The Jerome Avenue location was the only match between human and cooling tower specimens that resulted from the city health department’s investigation, department spokesperson Patrick Gallahue told the Bronx Times. Gallahue could not provide an update on the hospitalized patients on Monday.
The building owner was ordered to immediately disinfect the tower on May 23 and perform additional remediation on June 3. According to health officials, the owner complied and is working with the department on a long-term management plan. The site was sampled at the beginning of the health department’s investigation on May 20.
According to city records, the building is owned by 1331 Jerome Avenue Housing Development Fund. But it’s an advertised project of the Doe Fund, an organization that develops affordable housing with a mission to break cycles of poverty, homelessness and recidivism through housing, support services and economic opportunity.

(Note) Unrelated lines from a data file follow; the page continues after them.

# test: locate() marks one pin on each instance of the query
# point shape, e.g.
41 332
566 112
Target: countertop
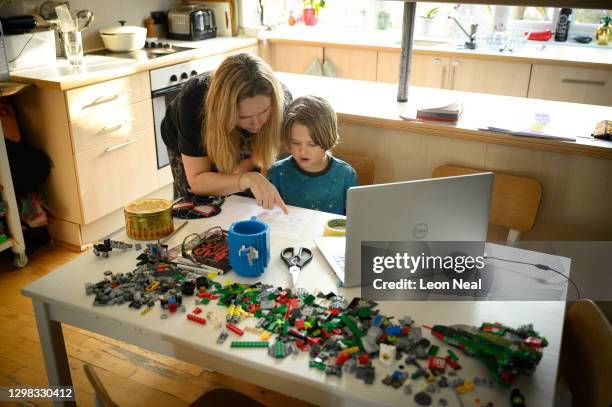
545 52
374 104
98 68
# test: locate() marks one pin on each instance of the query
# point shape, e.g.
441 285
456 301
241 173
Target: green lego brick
352 326
249 344
318 365
452 355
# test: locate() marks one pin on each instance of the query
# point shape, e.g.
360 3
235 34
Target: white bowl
123 38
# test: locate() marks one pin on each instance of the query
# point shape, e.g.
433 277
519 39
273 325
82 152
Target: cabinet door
350 63
116 173
485 76
429 71
571 84
295 58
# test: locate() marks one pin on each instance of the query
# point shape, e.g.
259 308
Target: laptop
439 209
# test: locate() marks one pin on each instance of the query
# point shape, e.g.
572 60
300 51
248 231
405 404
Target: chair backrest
101 393
586 355
515 201
364 167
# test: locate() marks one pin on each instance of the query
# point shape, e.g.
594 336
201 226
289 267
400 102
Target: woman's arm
205 182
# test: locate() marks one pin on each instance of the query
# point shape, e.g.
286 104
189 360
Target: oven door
161 99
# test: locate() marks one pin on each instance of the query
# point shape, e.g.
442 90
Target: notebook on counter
440 111
538 125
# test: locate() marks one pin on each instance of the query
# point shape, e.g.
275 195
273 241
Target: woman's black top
181 127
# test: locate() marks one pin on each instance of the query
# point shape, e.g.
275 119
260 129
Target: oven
166 83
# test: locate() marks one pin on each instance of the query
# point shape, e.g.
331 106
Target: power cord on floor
541 267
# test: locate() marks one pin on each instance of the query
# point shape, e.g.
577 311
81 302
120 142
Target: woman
225 126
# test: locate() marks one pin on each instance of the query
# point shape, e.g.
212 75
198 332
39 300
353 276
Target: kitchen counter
374 104
102 68
533 52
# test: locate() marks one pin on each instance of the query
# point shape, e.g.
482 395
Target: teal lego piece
249 344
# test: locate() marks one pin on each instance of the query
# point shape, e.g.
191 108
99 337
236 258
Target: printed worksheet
287 226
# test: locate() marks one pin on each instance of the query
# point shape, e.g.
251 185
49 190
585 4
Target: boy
312 178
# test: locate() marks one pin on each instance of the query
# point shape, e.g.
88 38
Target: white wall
106 13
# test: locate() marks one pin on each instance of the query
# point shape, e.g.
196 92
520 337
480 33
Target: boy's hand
264 192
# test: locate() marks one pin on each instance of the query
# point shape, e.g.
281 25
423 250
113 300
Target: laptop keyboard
339 259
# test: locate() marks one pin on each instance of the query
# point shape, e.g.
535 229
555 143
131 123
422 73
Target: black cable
541 267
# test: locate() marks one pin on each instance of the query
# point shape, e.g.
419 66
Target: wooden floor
132 376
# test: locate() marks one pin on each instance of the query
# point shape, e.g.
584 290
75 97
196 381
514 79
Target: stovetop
150 51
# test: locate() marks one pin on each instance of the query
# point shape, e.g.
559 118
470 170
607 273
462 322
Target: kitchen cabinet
571 84
489 76
295 58
101 141
465 74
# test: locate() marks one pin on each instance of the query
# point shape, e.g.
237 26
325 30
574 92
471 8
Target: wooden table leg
54 350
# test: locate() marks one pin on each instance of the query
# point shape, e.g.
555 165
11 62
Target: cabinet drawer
93 99
111 125
116 173
571 84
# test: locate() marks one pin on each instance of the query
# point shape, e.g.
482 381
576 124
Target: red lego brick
195 318
234 329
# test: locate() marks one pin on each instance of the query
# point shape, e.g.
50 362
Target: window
587 16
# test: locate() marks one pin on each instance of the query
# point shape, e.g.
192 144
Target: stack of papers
446 111
529 125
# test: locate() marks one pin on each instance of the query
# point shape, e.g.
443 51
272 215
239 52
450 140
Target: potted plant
427 20
311 11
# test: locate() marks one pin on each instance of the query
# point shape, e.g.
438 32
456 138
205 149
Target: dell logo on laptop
420 231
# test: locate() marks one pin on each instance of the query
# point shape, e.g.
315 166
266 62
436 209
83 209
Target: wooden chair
586 355
515 200
364 167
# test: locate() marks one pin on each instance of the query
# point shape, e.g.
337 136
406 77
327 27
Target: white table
60 297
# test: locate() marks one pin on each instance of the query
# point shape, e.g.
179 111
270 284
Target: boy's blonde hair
239 77
317 114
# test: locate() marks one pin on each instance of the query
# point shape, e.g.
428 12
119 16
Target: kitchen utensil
124 38
73 47
84 18
47 11
66 23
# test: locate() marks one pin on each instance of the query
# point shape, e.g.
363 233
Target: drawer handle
118 146
117 126
584 82
106 98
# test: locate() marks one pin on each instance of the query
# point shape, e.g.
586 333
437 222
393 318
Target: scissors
296 260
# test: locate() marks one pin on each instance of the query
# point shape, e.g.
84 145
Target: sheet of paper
286 226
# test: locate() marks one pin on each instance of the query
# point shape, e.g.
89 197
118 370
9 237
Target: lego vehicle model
507 352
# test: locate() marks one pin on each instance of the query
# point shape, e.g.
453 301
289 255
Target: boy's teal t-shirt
324 191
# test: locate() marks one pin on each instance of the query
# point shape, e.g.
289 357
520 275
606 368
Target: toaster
191 23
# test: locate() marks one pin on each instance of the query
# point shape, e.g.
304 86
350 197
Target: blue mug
249 247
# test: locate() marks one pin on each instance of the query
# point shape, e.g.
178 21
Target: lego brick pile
339 336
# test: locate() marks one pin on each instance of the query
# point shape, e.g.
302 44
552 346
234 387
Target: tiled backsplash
107 13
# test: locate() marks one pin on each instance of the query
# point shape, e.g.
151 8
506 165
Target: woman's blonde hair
317 114
239 77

The 15-story building was announced as a Doe Fund project in April 2019 and opened with 225 apartment units in July 2021, according to the fund.
One of the Zeta charter schools’ three Bronx locations is housed in the same 1325 Jerome Ave. building. The school teaches pre-K, kindergarten and first grade at the site, according to the city Department of Education.
The $100 million development was completed with development and construction firms Bolivar Development and Bolivar Builders, spinoffs of Atlantic Development.
Gallahue could not answer on Monday if the owner will face repercussions.
Verizon recently came to an agreement with the state attorney general’s office for allegedly breaking cooling tower maintenance laws meant to prevent the spread of the disease that were penned in response to a 2015 Bronx outbreak.
City health officials determined on Friday that the west Bronx cluster concluded, as no new cases had been identified from area residents with symptoms beginning in the last four weeks, or two incubation periods of the disease.
“Thank you to the dozens of elected officials and community leaders who worked with the Department to inform residents in the area about proper precautions,” NYC health Commissioner Ashwin Vasan said in a press release. “The Department’s investigation was able to identify one cooling tower that had a genetic match with patient specimens, and the cooling tower was ordered to take additional cleaning and disinfection measures.”
The city DOE referred the Bronx Times to the charter school for comment, saying it is independently run. The Bronx Times has reached out to both Zeta and the Doe Fund and is awaiting responses.
Legionnaires’ disease is a pneumonia caused by the bacteria Legionella, which grows in warm water. People ages 50 and older, cigarette smokers and people with chronic lung disease and compromised immune systems are at high risk of the disease. Symptoms can include a fever, chills, muscle aches and cough.
Most cases of the disease can be traced to contaminated artificial water systems where the bacteria can grow, such as cooling towers. People can get the disease by breathing in water vapor emanating from the towers outside.